In dieser Gegenüberstellung sind die Differenzen der Quintengrößen zu erkennen: 
>zu der in Kellners Patentschrift angegebenen Intervallgröße für die Quinte  c-g  , die er aus seinem „wohltemperierten Dreiklang auf C-Dur“ berechnet hat und die für alle vier Quinten gilt, welche die Terz  c-e  aufbauen (c-g-d-a-e),         
>zu der in Kellners Stimmanweisung (Seite 42f) als „Wohltemperierte Quint fiso-H“ aus einem H-Dur-Dreiklang berechnetem Quintintervall und den unterschiedlich stark schwebenden „Wohltemperierten Bachquinten co-go, go-d1, do-ao und ao-e1“ und
>zu den ungleichstufig großen Quinten bei Wegscheiders „Bach-Kellner in einer praktischen Variante“, bei der die vier Quinten c-g-d-a-e und die Terz c-e gleichschnell schweben.

Die Links zu „Tabellen“ und „Graphik“ erreichen die gleichstufige „Fünfteilung des pK“.
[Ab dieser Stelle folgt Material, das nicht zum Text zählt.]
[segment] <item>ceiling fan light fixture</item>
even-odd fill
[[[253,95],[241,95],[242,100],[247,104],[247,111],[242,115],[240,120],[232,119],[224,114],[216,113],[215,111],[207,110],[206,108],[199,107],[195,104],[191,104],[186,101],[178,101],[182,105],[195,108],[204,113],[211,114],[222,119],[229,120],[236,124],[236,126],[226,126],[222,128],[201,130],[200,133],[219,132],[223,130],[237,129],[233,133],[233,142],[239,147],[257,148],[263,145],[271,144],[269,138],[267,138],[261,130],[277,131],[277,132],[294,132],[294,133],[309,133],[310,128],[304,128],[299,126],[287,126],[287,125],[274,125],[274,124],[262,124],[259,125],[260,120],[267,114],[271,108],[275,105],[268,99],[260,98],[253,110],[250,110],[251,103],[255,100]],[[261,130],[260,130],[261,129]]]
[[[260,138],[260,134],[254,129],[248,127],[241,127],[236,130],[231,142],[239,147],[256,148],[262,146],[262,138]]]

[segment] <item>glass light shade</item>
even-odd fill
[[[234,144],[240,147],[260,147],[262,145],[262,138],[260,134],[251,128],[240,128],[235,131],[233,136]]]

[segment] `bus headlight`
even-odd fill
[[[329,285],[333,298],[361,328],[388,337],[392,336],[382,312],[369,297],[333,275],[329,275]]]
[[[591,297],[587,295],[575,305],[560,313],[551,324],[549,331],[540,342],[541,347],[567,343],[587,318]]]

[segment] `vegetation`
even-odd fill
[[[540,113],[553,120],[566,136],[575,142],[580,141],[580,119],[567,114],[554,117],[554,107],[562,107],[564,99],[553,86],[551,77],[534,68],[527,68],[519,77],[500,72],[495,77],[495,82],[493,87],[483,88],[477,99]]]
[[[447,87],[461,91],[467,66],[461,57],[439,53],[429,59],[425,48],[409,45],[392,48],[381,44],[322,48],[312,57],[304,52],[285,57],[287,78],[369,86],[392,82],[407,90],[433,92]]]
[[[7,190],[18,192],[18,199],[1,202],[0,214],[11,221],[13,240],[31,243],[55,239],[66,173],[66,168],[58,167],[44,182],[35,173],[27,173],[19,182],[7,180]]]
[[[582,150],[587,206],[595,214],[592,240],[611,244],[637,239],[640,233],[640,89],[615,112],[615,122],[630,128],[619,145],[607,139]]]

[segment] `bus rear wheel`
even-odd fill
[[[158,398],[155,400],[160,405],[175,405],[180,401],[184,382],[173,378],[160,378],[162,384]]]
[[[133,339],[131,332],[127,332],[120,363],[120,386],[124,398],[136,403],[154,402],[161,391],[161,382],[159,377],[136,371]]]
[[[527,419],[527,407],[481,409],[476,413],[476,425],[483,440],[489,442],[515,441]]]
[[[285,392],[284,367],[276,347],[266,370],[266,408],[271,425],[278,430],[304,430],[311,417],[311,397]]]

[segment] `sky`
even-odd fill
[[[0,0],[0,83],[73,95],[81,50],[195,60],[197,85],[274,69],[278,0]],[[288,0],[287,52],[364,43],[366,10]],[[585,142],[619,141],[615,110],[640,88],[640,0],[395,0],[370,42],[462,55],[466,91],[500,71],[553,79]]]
Wolfgang Theodor Meister: Die Orgelstimmung in Italien und Süddeutschland, 1991

 

Eine „Fünfteilung des pythagoreischen Kommas“ ist von Meister beschrieben. (siehe T 72) ohne isolierte Quinten: fünf verminderte, im Quintenzirkel benachbarte Quinten  c – g – d – a – e – h  und weiteren sieben reine Quinten im Zirkel.

 

 

Bei allen hier genannten Temperaturen wird das zu kompensierende pythagoreische Komma auf die Quinten im diatonischen Teil des Quintenzirkels verteilt mit geringen Differenzen, während im chromatischen Teil die Quinten unbelastet bleiben. Damit erfüllen sie alle das wesentliche Merkmal des „Stimmtyp wohltemperiert“, zu dem viele weitere auch gehören.